December 2009, Volume 05 Issue 08
By Lloyd Graff
The death of financier Bruce Wasserstein, a friend from college days, hit me like an unsheathed blow to the chin. It wasn’t just because he had survived quadruple bypass surgery in 2001 or that he was three years younger than me and succumbed to heart failure. It was more about Bruce living the life of a superstar in finance, a master of the universe, a self-made Wall Street billionaire, who I knew from time spent working together on the University of Michigan college newspaper.
Those were heady nights of hot lead sliding out of linotype machines, wedged into heavy trays that turned into plates for the 3:00 a.m. printing.
Bruce wrote about the big issues, like student conflicts with the college administrators over divulging information to a Congressional witch hunting committee. It was Vietnam War time and the campus was alive with dissent; Bruce Wasserstein was smack in the middle of the controversy. I wrote about basketball, football and life, as the sports editor.
I remember Bruce coming up to me and saying, “Lloyd, what are you doing writing sports?
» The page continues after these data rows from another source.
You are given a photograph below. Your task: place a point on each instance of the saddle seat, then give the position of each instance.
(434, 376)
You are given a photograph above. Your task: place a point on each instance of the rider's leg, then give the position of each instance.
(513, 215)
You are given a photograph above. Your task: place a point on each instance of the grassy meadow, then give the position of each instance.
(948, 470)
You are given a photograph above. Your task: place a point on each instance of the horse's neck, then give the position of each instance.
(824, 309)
Come over to the news staff and do something important.”
That remark was a portend about how our lives would diverge over the next four decades.
Bruce was a brilliant guy, a chess player, oblivious to his personal appearance. Dan Okrent, a sports writer on my team at Michigan, who became an editor at Time Magazine and The New York Times, described Bruce as a “complete slob” in The Michigan Daily obituary. Bruce was usually the smartest guy in the room, even if it was a big room of very smart people—and he knew it.
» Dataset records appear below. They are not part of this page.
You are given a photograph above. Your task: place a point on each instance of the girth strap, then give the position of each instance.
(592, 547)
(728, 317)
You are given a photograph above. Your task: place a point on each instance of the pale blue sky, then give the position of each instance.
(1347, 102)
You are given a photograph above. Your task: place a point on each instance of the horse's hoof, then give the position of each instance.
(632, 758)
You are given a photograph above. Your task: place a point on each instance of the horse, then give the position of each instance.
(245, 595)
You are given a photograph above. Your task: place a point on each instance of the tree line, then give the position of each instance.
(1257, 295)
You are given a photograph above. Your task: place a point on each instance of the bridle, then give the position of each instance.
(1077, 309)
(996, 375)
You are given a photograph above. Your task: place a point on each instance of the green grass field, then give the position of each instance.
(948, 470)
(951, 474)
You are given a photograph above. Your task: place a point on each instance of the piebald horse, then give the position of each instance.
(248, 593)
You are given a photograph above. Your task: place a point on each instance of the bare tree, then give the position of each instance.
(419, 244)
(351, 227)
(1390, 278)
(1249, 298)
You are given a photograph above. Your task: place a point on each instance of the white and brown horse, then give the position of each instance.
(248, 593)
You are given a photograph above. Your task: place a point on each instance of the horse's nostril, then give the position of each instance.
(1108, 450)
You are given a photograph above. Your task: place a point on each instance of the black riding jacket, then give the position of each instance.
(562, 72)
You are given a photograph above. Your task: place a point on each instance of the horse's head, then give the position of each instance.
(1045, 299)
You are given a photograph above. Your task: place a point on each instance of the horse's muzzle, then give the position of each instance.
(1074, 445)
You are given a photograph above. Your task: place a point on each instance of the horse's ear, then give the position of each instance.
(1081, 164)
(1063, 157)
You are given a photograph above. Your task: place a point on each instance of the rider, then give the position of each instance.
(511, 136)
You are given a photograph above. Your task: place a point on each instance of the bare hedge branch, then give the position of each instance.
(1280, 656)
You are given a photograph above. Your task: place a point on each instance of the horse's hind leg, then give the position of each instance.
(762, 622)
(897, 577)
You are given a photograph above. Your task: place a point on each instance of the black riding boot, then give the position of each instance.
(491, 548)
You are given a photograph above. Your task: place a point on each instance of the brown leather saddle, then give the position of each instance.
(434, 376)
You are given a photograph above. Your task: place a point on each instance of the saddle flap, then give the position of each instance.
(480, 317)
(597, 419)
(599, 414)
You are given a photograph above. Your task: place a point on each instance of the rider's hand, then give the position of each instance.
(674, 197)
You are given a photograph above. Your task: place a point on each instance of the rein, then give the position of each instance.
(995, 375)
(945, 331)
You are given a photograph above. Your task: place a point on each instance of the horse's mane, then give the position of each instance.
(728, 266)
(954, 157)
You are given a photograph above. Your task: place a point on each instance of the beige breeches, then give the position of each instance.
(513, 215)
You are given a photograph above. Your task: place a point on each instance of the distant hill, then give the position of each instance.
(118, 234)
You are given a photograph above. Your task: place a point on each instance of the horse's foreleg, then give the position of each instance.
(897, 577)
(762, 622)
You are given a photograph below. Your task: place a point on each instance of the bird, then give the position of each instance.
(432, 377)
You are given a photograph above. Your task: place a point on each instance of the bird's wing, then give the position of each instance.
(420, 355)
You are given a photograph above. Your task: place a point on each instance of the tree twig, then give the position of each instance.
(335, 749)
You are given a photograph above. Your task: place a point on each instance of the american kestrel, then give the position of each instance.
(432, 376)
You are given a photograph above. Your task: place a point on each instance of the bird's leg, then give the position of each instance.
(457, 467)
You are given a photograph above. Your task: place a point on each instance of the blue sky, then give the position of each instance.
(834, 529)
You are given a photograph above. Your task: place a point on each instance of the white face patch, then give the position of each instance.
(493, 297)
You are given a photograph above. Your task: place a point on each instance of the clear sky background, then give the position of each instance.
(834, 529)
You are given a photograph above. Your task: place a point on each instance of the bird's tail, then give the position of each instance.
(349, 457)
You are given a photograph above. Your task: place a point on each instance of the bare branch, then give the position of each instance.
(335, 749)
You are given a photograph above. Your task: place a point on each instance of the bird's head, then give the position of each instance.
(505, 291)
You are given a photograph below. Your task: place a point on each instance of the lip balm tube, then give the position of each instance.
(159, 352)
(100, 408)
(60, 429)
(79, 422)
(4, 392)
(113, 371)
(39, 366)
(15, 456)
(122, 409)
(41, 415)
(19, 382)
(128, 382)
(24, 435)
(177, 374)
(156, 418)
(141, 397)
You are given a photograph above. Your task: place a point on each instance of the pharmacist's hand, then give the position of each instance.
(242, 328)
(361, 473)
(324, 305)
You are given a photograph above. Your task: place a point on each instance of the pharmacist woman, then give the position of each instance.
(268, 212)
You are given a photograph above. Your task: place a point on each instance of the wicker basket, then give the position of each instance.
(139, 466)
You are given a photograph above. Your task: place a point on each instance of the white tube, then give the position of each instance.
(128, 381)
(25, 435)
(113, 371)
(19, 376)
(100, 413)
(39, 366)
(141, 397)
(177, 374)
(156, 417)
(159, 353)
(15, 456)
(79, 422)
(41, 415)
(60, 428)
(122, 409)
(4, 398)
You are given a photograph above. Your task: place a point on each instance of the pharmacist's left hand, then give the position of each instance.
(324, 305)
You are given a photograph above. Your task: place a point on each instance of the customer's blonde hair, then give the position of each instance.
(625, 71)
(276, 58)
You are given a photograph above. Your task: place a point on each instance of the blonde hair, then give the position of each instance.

Bruce graduated college at 19 and earned a law degree and MBA from Harvard at 23. He published a book about anti- trust policy at 25.
If you had asked me at the University of Michigan what Bruce would do in his career I would have guessed he’d become an academic or a writer. He was fat, disheveled and blunt—not the qualities I would have associated with cashmere coated Wall Street bankers.
But Bruce from Brooklyn gravitated to the financial world, sort of cleaned up his style and started building his reputation as a brash, brilliant engineer of corporate mergers.
He used to lunch with former colleagues from The Michigan Daily who also ended up in New York. Before he started his own investment banking firm in 1988, Wasserstein and Perella, he told a friend in the group, “last year I made $11 million, but this year I’m going to make some real money.” He sold the company for $1.2 billion.
So why did Bruce’s death hit me so hard and linger with me? I think it’s what Robert Frost wrote about in his poem, “The Road Not Taken.” You reach a fork in the road of life and make your choice. Bruce went for the big money, the fast life, the Wall Street race. He divorced three times and had just married the rich, politically connected, 29-year-old, Angela Chao.
In a blog written by an old high school chum of Bruce’s who became a foreign correspondent for CBS, Gordon Joseloff recounted meeting Bruce in Tokyo for dinner. Joseloff talked about his journalistic career and lamented his lack of wealth. Wasserstein retorted, “I made more money, but you had more fun.”
As I consider my own career of buying and selling National Acmes, Conomatics and Greenlees, I don’t know if I’ve had more fun than Bruce. I chose the family business and building a family. When he died Bruce was dedicating himself to concocting the strategy of Kraft’s contentious takeover bid for Cadbury—a $16 billion deal, and loving the action, I’ve been told.
Bruce owned New York Magazine and other media properties. Reportedly, he had recently nibbled at Business Week. Bruce enjoyed journalism and he loved the printed word. Me, too.
We humans are programmed to compare ourselves whether it’s about money, body dimensions or children. We want to feel good about ourselves in relation to our peers. I wonder if monks compete in meditation?
Bruce Wasserstein is dead at 61. I hope he was happy with his choices and success.
I hope I find peace with the choices I’ve made and continue to make.